Deborah Brown-Volkman, head of career coaching firm Surpass Your Dreams, Inc., in East Moriches, N.Y., agrees: “Career fear is normal. You wouldn’t be human without it.” She adds that many of her clients share your anxiety, but “they tell me they shouldn’t be afraid. I ask them why they would put so much pressure on themselves -- to expect something that unrealistic. It’s much better to expect fear, so you can learn how to manage it.”
Of course, it doesn’t help that the job market is still so wobbly, with unemployment stuck at 7.9%. Hiring is slowly picking up, but the 157,000 new jobs created last month were accompanied by a steady drumbeat of layoff announcements -- 24% more of them in January than in December, according to outplacement firm Challenger, Gray & Christmas.

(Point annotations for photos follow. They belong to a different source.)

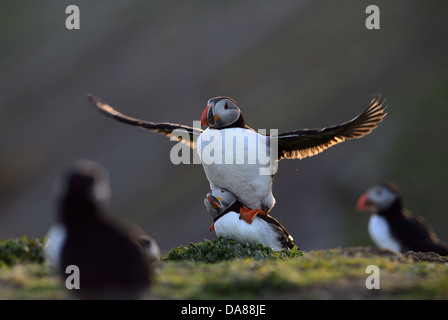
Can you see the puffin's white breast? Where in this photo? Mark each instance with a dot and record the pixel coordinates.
(380, 233)
(238, 160)
(55, 236)
(259, 231)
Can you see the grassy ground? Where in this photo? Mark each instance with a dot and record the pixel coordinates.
(327, 274)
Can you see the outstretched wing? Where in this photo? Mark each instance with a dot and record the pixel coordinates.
(184, 134)
(304, 143)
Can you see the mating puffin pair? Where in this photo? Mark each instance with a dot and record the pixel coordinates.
(240, 197)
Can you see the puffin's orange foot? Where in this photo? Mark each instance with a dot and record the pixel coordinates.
(249, 215)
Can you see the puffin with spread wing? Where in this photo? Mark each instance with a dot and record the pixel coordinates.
(238, 159)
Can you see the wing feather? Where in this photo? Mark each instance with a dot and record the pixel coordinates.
(304, 143)
(185, 134)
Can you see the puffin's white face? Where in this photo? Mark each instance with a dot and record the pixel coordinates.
(220, 112)
(218, 200)
(380, 197)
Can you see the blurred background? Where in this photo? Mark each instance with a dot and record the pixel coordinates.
(289, 64)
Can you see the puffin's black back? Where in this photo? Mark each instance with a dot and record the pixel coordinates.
(110, 262)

Still, the trouble with letting even a well-founded worry get the best of you is that it can lead to a self-fulfilling prophecy: Lose enough sleep and suffer enough sweaty palms over time, and you’ll start making mistakes that could lead to the very outcome you’re dreading. Before things get that far, try these four steps:
1. Articulate exactly what you fear. “What you resist persists, so stop resisting,” suggests Brown-Volkman. “What are you afraid of? Write it down. Say it out loud.” Sounds simple, but, says David Kaiser, “Often just naming a fear makes it easier to deal with, because putting words to it gives it a shape” -- turning an amorphous black cloud of worry into a specific problem (e.g., what happens if you lose this job?) so you can take practical action.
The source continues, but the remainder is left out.